Im Laufe des Abends wurde deutlich, dass das Trio von kleinen alltäglichen Begebenheiten zu ihrer Musik inspiriert wurde. So auch bei ihrem Stück „Istanbul“. Auf einer Reise haben sie ein Viertel gefunden, das nur aus Musikgeschäften besteht. Die Leute kauften sich Musikinstrumente und machten auf der Straße Musik. Das wünsche ich mir mal in Leer beim Klavierhaus Bockelmann! Das Stück selbst hatte den Charakter einer Jam-Session, wie Jesse und ich es nennen.
Schneller als gedacht waren wir schon wieder in der Pause. So langsam lerne ich Sie, liebes Publikum, kennen, einige Namen kann ich schon. Da ich meistens den Einlass mache, kann ich mir die Gesichter gut merken. Und ich freue mich immer über jeden, der mir die Hand gibt oder ein kurzes Gespräch führt, wenn die Schlange es zulässt. Man steht da doch ganz schön lange.

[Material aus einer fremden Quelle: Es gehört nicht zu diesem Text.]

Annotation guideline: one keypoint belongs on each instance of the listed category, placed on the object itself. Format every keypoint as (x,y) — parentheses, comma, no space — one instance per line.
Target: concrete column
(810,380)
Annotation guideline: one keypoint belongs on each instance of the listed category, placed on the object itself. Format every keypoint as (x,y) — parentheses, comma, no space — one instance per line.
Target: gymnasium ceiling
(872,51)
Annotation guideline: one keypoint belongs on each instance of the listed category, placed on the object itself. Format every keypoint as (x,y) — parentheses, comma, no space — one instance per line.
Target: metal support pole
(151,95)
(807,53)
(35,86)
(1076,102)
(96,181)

Nach der Pause wurden mehrere Stücke ohne Namen geboten. „Kennste eins, kennste alle“, dachte ich kurz. Doch dann findet sich in jedem Stück etwas neues, sei es ein Solo, eine neue Spieltechnik oder eine neue Bewegung. David Orlowsky dirigierte ein wenig mit seinen Füßen mit, sein Stampfen setzte Impulse in der Musik. Aus seiner Klarinette holte er alles raus, er konnte sowohl den schönen Ton als auch Kreischen, Schnarren und Quietschen. Auch Gitarrist Jens-Uwe Popp benutzte sein Instrument auch als Perkussionsgegenstand.

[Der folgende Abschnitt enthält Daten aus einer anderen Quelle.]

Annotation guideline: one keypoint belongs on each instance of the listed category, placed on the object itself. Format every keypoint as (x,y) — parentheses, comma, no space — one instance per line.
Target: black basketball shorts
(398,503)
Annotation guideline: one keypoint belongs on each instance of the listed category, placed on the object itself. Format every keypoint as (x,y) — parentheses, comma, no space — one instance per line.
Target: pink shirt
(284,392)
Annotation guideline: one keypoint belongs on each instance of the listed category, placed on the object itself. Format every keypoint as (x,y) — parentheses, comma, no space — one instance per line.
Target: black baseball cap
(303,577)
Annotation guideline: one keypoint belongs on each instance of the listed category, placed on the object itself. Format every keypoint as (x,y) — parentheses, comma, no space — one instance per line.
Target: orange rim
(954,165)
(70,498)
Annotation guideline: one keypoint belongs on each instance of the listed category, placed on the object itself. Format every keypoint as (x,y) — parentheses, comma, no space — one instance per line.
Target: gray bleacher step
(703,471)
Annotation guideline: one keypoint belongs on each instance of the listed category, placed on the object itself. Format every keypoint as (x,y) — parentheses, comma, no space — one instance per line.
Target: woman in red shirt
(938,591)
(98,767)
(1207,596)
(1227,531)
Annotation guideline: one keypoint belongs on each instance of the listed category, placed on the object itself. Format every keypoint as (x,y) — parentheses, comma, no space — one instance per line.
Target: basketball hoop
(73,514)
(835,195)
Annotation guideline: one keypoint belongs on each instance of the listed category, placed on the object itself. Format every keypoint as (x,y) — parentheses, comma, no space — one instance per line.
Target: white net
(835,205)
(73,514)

Dann waren wir am Ziel unserer musikalischen Reise angekommen: Paris, der Stadt der Liebe. Zumindest für Japaner, Müllberge und soziale Unruhen in den Banlieues werden gerne mal wegromantisiert. Doch auch unser Trio hat sich verliebt und zwar in eine elegante Katze, die sie aber nicht erhörte. Das Lied war voll Schmerz und Trauer, die Klarinette klagte der Verflossenen nach und imitierte ihre aufrechte Haltung und ihren Stolz. Wenn die drei eins können, dann Stimmungsbilder erzeugen. So auch beim nächsten Lied: Mit einem Hyperraumsprung überquerten wir Rhein, Ruhr und Spree und landeten wieder im Osten, im Taxi. Und zwar bei einem dieser Taxifahrer, den wir alle nach einem feucht-fröhlichen Abend kennen. Unterhält sich die ganze Zeit, schaut nicht auf die Straße und Geschwindigkeitsbegrenzungen sind auch nur Vorschläge. Nur bei einer roten Ampel konnten sie kurz verschnaufen. Auch das wurde perfekt auskomponiert, plötzlich kehrte in hektisches Spiel immer wieder Ruhe ein. Atempausen.

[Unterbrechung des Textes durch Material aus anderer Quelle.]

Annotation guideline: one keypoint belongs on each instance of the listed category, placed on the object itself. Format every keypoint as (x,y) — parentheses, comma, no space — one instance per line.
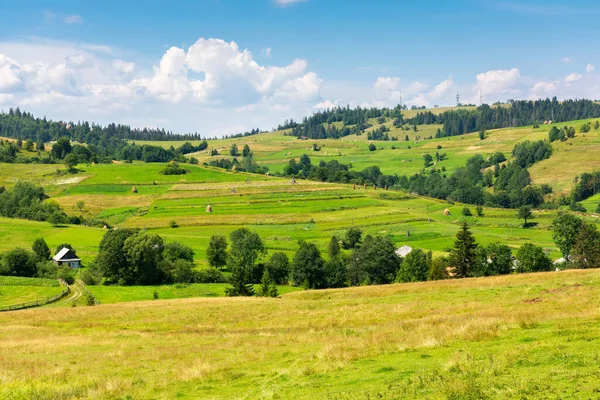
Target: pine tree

Das Publikum im ausverkauften Saal war begeistert: Standing Ovations und Bravo-Rufe. Goutiert wurde dies mit zwei Zugaben, eine davon war ein „Experiment“, also ein unfertiges Stück. Überblasen hat er meines Wissens nach nur ein Mal. Auf verschlungenen Pfaden wegen einer Sperrung fuhren wir alle sehr zufrieden nach Hause und waren sogar erstaunlich früh da, um mitzubekommen, wie die Welt immer verrückter wird, wenn man in die Türkei blickt.
Heute Abend geht es wieder mit Klassik in Ditzum weiter, doch die Beethoven-Konzerte sind bereits restlos ausverkauft. Ans Herz legen möchte ich an dieser Stelle unser Konzert in Norden mit dem Vokalensemble Singer Pur und Anneke Brose, da Gesang und Orgel dabei sind. Das gibt es dieses Jahr wahrlich nicht allzu oft bei den Gezeitenkonzerten.